Haziran 2008
Annemle babamın epey geç bir döneminde, bizden geçti artık dedikleri yaşta, kazara hamile kalmış annem bana. Çok veryansın etmiş onca çocuktan sonra, hiç mi hiç niyetleri yokmuş yenisine. En büyük ablam da kıyametleri koparmış, aklının yeterince erdiğinden, çok utanmış yaşlı annesinin hamile kalmasından ve de onca maddi sıkıntı arasında aileye küçük bir kardeş gelmesi fikrinden. Bu kaygılar arasında annemin nadiren uyuduğu gecelerden birinde, rüyasına ak sakallı, nur yüzlü bir dede girmiş. Anneme, benim onlara gönderilmiş bir hediye olduğumu ve gelecekte de tüm ailenin yüzünü güldürecek hayırlı bir evlat olacağımı söylemiş. Sabah olunca, annem babama anlatmış rüyayı. Dini bütün iki insan olduklarından, uğurlu geleceğime kanaat getirmişler ve beni hayata bağışlamışlar. Eve getirildiğim andan itibaren ise, ablamın biricik minik sevgilisi olmuşum. Çocukluğum boyunca da hep öyle devam etti bu sevgililik durumu. Benden 11 yaş büyük olan ablam ikinci annem gibiydi, bana elbiseler diker, her gün okuldan eve gelirken ekler pasta getirirdi minik kardeşine. Pencerede, heyecanla beklerdim gelişini.
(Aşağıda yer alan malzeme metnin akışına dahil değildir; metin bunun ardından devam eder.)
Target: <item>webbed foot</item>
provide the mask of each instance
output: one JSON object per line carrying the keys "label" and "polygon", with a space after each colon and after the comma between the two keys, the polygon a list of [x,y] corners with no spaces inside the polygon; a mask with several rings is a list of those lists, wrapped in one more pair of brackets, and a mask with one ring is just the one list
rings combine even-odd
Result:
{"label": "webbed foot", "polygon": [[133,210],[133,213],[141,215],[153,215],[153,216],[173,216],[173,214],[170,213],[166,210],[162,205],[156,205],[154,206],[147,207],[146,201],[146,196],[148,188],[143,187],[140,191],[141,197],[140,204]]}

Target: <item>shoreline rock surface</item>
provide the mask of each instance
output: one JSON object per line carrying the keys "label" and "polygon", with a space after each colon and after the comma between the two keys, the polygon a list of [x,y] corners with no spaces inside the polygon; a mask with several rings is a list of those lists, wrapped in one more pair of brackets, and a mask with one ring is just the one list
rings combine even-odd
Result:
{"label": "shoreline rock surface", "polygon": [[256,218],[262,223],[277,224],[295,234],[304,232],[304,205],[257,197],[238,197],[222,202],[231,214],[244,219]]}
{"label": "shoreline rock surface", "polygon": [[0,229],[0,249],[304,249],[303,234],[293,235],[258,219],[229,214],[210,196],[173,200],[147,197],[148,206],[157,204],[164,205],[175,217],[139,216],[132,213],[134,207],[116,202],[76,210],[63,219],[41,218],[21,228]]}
Artık büyüdüğümüz yıllarda, hiç çocuk yapmama sözü verdiğim bir arkadaşımın eşiyle gittiği Rodos gezisinde, uzoların bereketinden olsa gerek, kaza eseri hamile kalması beni nasıl hayal kırıklığına uğratmıştı anlatamam. Çağla bebek doğduktan sonra ise, böyle hissettiğim için utandırmıştı beni, hepimizin gönlünü çelmiş, içimize anne şefkati tohumlarını serpe serpe büyümüştü.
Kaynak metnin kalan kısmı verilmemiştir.